Bill Description: Senate Bill 1109 creates a new program called the “Idaho Promise Mentor Program” to allow government employees to train mentors to instruct parents and students on ways to apply for postsecondary education opportunities.
Does it create, expand, or enlarge any agency, board, program, function, or activity of government? Conversely, does it eliminate or curtail the size or scope of government?
Senate Bill 1109 creates a new government program to guide students and parents about postsecondary education options, with the goal of more high school graduate enrolling in postsecondary programs. The program expands government into the inappropriate role of mentoring families and expands the size of government by requiring the State Board of Education to hire seven additional employees or independent contractors. The new employees are responsible to “recruit, train, assist and supervise volunteer mentors.” Families and high school graduates are capable of independently making decisions and do not need help from a government trained and recruited mentor to do so.

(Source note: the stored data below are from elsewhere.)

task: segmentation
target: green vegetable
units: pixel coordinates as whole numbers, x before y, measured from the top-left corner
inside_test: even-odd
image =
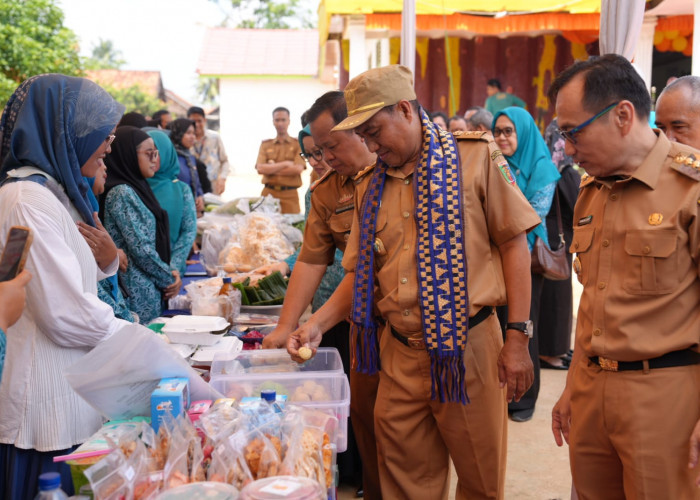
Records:
[[[250,280],[248,280],[250,282]],[[241,292],[241,305],[248,306],[250,301],[248,300],[248,295],[245,293],[245,287],[241,283],[234,283],[233,288]]]

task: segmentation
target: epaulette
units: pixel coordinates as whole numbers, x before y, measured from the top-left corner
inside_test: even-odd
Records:
[[[355,176],[352,178],[352,180],[355,181],[355,182],[359,181],[359,180],[362,179],[365,175],[367,175],[368,173],[370,173],[370,172],[374,169],[374,166],[375,166],[375,165],[376,165],[376,163],[372,163],[371,165],[366,166],[365,168],[363,168],[362,170],[360,170],[359,172],[357,172],[357,173],[355,174]]]
[[[337,172],[333,170],[332,168],[329,168],[325,174],[321,176],[321,178],[316,179],[311,186],[309,186],[309,190],[313,193],[314,189],[316,189],[321,183],[325,182],[326,179],[328,179],[331,175],[336,174]]]
[[[680,152],[673,157],[671,168],[693,180],[700,181],[700,159],[695,153]]]
[[[584,186],[588,186],[594,180],[595,180],[595,177],[593,177],[592,175],[583,174],[581,176],[581,184],[578,185],[579,189],[584,187]]]
[[[457,131],[454,132],[452,135],[455,136],[455,139],[458,141],[466,141],[466,140],[472,140],[472,141],[492,141],[493,137],[491,136],[491,132],[487,130],[469,130],[467,132],[461,132]],[[487,136],[487,137],[484,137]]]

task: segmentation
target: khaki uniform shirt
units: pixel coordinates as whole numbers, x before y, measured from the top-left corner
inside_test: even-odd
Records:
[[[540,219],[515,185],[508,163],[491,135],[465,133],[457,138],[460,139],[458,148],[462,165],[469,315],[473,316],[483,306],[506,302],[498,245],[534,228]],[[422,322],[413,215],[413,170],[403,170],[388,169],[377,215],[375,277],[379,286],[375,297],[381,316],[401,333],[411,335],[422,331]],[[356,205],[363,200],[367,186],[367,182],[357,186]],[[343,258],[347,272],[355,270],[359,237],[360,222],[355,215]]]
[[[686,165],[690,157],[691,165]],[[574,209],[586,356],[640,361],[700,339],[700,152],[659,132],[624,179],[584,176]],[[682,162],[682,163],[681,163]]]
[[[361,181],[331,170],[311,186],[311,210],[297,260],[330,265],[336,248],[345,251],[355,212],[356,182]]]
[[[255,164],[259,163],[279,163],[281,161],[291,160],[298,165],[303,165],[306,168],[306,162],[299,156],[301,147],[299,141],[292,137],[287,137],[280,141],[277,138],[267,139],[260,144],[258,151],[258,159]],[[263,175],[263,184],[272,186],[288,186],[301,187],[301,175]]]

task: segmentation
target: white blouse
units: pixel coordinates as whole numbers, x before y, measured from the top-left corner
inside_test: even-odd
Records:
[[[24,313],[6,332],[0,443],[62,450],[82,443],[102,424],[99,413],[68,385],[63,370],[129,323],[115,318],[97,298],[98,276],[104,275],[68,210],[49,189],[32,181],[0,188],[0,246],[13,225],[32,229],[25,268],[33,278]]]

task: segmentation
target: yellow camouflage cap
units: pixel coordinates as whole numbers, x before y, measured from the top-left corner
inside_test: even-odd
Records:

Does it increase government spending (for objectionable purposes) or debt? Conversely, does it decrease government spending or debt?
The fiscal note requires more than $380K per year for the program plus the cost of hiring seven new employees or independent contractors. The legislation authorizes the State Board of Education to accept grants and gifts to fund the program, but it also authorizes the board to accept appropriations and other funds, which will increase government spending in current and future appropriations.